Realizada dentro da Festa do Divino Espírito Santo, a celebração reuniu cerca de 60 mil pessoas entre os dias 24 e 26 de maio. Reconhecida pelo Instituto do Patrimônio Histórico e Artístico Nacional (Iphan) como Patrimônio Cultural Brasileiro, as Cavalhadas representam as batalhas simbólicas entre mouros e cristãos, inspiradas nas histórias medievais de Carlos Magno.
No campo, 24 cavaleiros divididos entre os exércitos cristão e mouro conduziram as encenações equestres. O espetáculo culmina na reconciliação entre os povos, um dos momentos mais emblemáticos da celebração. Outro símbolo da festa são os mascarados, conhecidos como Curucucús. Com roupas coloridas e comportamento irreverente, eles percorrem as ruas e o campo interagindo com o público.
Mais do que um evento cultural, as Cavalhadas movimentam a cidade ao longo do ano. Famílias participam da produção de bordados, figurinos e preparação dos cavalos. O impacto também se refletiu no turismo e na economia local, com hotéis, bares e comércio registrando intensa movimentação.
“Celebrar os 200 anos das Cavalhadas é celebrar a força do nosso povo e da nossa cultura”, afirmou o prefeito de Pirenópolis. A expectativa agora se volta para 2027, quando a cidade celebrará seus 300 anos.

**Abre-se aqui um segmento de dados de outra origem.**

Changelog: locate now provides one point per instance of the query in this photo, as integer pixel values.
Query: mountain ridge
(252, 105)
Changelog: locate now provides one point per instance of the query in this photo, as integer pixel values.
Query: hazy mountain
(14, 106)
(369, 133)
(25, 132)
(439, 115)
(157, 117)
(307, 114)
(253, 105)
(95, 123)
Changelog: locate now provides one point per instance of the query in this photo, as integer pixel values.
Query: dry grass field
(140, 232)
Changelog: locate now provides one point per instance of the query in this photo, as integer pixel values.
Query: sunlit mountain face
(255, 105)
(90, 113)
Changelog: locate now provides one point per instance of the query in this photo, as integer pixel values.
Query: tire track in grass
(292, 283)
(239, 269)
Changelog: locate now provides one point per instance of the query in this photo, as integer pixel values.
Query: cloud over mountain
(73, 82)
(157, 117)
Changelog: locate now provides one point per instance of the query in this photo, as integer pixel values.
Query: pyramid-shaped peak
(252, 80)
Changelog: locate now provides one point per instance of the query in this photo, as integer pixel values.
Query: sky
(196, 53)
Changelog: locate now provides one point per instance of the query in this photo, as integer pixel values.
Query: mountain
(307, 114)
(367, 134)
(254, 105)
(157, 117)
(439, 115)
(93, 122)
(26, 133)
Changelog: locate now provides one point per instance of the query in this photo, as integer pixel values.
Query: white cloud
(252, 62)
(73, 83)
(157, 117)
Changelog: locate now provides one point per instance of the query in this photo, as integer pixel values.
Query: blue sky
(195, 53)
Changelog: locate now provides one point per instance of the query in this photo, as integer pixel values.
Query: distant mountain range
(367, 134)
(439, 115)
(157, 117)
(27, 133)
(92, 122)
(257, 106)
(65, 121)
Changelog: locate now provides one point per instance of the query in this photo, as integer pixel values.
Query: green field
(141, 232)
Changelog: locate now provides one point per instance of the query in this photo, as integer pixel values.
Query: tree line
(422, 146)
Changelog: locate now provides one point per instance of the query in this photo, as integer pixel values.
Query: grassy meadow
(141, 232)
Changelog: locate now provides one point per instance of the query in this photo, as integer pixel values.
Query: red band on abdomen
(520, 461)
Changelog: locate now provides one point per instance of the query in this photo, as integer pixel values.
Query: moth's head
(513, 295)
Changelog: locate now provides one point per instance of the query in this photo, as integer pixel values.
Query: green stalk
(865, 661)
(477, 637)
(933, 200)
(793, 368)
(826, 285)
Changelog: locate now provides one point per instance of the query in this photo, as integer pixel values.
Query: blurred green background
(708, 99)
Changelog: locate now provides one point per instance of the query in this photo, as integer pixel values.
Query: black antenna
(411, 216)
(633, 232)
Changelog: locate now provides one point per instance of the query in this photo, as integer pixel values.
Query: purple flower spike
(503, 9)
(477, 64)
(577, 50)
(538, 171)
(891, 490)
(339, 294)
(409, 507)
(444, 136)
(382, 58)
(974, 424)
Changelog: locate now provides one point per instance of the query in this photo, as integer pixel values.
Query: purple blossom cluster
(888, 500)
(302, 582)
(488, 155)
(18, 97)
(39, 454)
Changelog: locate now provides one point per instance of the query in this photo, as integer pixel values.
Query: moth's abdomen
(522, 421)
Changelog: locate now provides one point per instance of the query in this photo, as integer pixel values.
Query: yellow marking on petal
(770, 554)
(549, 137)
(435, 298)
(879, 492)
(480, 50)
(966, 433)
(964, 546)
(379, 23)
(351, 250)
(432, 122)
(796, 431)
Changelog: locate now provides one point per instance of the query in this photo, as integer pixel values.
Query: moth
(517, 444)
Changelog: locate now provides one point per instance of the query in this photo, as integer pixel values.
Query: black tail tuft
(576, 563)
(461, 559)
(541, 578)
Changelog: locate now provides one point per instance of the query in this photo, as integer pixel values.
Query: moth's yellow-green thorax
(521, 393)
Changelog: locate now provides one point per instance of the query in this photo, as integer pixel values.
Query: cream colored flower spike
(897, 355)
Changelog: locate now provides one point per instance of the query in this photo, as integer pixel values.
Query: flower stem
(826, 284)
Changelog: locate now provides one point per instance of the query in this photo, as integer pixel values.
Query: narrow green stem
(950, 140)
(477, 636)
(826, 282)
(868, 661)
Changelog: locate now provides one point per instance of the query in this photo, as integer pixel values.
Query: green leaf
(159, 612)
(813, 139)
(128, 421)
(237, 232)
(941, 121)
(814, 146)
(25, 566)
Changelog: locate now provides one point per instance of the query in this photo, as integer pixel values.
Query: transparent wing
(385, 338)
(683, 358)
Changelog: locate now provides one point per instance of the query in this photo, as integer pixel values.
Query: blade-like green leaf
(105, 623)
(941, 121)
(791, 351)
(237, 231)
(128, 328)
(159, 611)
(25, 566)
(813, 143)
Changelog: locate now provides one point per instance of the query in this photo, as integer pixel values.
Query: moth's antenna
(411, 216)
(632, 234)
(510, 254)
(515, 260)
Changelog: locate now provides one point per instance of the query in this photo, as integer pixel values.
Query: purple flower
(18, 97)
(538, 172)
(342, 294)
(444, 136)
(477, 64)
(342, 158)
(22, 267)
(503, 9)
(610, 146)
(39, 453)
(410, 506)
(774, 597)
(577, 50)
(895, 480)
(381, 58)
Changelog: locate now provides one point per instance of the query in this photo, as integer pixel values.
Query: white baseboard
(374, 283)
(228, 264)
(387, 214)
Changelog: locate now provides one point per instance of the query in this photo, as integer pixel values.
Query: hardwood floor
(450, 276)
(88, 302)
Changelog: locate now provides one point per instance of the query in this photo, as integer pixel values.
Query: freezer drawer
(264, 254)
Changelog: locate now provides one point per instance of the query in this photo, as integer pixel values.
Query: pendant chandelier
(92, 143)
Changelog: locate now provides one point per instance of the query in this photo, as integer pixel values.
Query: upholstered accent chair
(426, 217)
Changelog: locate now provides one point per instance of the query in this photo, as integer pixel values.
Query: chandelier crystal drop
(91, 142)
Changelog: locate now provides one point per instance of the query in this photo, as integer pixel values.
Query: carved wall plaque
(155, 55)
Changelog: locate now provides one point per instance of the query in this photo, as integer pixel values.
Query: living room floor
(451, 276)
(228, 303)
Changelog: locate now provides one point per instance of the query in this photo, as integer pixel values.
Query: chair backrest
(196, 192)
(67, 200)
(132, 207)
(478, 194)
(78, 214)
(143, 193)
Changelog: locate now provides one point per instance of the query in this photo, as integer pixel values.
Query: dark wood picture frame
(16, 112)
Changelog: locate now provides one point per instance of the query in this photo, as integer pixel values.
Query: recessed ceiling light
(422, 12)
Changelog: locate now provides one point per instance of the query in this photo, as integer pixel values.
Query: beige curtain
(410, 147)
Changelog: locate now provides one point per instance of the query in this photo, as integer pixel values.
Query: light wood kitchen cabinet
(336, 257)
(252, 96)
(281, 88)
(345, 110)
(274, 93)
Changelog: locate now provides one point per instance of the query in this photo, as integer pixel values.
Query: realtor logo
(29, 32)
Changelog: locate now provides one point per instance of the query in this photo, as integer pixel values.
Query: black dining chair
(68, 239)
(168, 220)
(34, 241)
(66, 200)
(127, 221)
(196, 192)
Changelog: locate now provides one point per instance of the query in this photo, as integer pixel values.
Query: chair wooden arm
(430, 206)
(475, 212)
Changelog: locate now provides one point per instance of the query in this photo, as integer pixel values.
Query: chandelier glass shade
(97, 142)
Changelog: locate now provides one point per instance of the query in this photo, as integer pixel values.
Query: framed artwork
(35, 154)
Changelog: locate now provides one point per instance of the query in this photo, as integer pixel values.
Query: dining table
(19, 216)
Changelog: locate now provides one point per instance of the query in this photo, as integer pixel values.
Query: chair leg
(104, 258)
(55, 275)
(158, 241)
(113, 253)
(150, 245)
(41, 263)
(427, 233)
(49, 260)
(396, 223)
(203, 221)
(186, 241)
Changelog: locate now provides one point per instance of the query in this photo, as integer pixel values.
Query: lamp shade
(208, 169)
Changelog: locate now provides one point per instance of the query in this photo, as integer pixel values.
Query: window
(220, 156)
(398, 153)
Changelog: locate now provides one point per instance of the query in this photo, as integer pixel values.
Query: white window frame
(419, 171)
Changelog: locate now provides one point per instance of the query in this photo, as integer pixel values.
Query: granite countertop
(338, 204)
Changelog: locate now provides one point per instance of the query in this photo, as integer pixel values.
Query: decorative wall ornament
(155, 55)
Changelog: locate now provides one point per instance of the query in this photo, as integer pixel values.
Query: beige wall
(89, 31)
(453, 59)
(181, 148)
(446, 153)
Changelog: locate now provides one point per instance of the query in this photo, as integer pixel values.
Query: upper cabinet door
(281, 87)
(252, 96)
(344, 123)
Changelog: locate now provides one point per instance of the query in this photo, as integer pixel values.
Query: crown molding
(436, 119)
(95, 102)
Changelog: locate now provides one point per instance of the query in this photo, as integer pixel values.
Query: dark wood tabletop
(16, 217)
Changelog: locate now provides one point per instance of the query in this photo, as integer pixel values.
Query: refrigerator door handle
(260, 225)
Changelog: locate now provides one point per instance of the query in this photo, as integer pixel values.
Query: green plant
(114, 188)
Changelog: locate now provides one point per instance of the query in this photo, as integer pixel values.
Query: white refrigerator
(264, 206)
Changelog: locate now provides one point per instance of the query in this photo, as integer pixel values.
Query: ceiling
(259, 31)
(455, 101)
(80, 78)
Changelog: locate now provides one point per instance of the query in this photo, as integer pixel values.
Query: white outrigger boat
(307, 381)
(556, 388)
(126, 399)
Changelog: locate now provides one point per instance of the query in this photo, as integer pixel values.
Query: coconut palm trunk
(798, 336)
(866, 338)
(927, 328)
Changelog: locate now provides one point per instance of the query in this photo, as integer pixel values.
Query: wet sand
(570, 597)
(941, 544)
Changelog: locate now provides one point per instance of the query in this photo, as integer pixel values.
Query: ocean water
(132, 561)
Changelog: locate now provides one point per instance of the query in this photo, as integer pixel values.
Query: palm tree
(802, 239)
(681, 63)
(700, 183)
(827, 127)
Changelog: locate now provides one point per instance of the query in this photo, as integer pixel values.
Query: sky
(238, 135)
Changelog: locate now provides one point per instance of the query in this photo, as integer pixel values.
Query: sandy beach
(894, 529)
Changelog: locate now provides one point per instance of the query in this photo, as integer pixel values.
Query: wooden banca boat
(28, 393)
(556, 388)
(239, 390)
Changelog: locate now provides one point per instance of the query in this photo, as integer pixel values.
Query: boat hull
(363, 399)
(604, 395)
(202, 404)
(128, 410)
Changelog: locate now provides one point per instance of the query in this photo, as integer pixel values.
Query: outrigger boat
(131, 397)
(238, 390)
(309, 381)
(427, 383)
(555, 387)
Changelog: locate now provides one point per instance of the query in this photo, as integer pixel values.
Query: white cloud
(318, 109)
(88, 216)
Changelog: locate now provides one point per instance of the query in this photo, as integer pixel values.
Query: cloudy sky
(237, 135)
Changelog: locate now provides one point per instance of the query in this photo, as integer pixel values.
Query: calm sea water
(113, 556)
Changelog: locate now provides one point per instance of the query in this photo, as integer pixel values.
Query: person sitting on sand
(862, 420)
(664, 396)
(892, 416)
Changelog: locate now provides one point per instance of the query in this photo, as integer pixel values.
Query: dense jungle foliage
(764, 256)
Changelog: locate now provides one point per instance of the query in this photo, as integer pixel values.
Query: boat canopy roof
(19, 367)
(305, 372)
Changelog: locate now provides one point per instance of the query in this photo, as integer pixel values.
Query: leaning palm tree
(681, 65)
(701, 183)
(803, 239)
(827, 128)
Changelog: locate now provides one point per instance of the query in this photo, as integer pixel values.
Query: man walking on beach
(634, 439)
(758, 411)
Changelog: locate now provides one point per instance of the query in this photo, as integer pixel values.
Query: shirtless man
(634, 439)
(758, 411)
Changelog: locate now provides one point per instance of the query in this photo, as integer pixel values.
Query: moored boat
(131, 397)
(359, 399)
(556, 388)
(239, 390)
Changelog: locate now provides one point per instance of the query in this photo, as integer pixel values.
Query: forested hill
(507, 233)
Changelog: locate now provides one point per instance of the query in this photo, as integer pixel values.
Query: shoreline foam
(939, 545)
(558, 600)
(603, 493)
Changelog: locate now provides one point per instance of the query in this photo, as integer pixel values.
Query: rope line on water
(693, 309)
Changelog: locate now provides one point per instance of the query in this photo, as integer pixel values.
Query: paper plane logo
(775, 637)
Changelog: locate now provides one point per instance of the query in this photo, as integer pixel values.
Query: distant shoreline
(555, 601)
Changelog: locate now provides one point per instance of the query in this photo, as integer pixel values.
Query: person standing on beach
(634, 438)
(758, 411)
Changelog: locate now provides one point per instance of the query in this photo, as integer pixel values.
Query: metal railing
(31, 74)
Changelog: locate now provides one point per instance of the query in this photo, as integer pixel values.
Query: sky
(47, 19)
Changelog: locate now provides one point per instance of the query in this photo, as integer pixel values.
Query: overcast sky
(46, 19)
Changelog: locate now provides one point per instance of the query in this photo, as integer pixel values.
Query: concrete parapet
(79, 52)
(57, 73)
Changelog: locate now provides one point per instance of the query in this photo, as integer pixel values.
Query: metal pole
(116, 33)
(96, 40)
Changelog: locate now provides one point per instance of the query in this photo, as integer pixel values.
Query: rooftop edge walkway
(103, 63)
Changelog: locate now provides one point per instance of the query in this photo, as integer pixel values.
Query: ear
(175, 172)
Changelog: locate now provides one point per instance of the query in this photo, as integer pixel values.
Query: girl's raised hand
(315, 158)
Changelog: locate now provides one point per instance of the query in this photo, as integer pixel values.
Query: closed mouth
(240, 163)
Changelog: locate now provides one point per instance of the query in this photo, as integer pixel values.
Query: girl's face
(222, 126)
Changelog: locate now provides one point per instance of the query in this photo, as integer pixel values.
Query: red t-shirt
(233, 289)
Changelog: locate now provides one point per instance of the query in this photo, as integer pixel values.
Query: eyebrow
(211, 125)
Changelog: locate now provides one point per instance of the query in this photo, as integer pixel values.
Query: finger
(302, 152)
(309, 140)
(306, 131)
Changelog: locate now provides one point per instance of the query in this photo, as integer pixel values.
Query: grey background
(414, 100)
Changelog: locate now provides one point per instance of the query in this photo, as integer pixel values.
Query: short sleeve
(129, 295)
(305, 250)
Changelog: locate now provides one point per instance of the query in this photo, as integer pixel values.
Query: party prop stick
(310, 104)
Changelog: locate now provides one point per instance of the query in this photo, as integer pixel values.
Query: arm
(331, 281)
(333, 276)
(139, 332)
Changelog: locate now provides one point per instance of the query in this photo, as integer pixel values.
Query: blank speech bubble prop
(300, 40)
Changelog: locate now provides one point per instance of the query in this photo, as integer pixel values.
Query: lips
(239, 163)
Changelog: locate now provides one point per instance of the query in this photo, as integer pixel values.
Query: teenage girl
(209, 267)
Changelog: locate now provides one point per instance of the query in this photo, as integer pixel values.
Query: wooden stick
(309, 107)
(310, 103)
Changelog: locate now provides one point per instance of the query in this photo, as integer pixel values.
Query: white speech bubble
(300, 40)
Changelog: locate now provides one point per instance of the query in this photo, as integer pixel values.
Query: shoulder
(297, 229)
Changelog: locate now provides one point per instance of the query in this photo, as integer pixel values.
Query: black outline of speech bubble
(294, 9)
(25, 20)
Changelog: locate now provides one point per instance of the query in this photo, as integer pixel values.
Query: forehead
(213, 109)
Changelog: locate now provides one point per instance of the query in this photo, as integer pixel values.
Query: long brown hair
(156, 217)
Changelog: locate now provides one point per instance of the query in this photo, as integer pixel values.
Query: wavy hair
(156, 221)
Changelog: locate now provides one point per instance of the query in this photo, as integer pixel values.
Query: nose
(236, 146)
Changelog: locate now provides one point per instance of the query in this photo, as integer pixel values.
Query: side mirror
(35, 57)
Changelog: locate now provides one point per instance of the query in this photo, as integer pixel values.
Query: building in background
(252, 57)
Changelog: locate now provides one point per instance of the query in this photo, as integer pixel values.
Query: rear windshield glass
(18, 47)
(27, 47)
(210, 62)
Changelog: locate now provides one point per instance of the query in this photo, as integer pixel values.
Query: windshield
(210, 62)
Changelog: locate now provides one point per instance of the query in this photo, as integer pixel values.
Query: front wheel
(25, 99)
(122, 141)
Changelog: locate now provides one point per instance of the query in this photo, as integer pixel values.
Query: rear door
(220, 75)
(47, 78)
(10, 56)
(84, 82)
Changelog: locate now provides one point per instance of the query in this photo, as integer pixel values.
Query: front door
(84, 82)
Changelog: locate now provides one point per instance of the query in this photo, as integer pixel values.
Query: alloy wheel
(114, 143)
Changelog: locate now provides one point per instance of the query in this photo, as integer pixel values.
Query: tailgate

Fé e tradição marcam a Festa do Divino
A Festa do Divino Espírito Santo, que abriga as Cavalhadas, é uma das mais antigas celebrações religiosas do Brasil. Em Pirenópolis, a festa combina procissões, missas e apresentações culturais que atraem visitantes de todo o país. A edição de 200 anos das Cavalhadas reforçou a importância de preservar essa herança cultural, transmitida entre gerações e mantida viva pela dedicação dos moradores.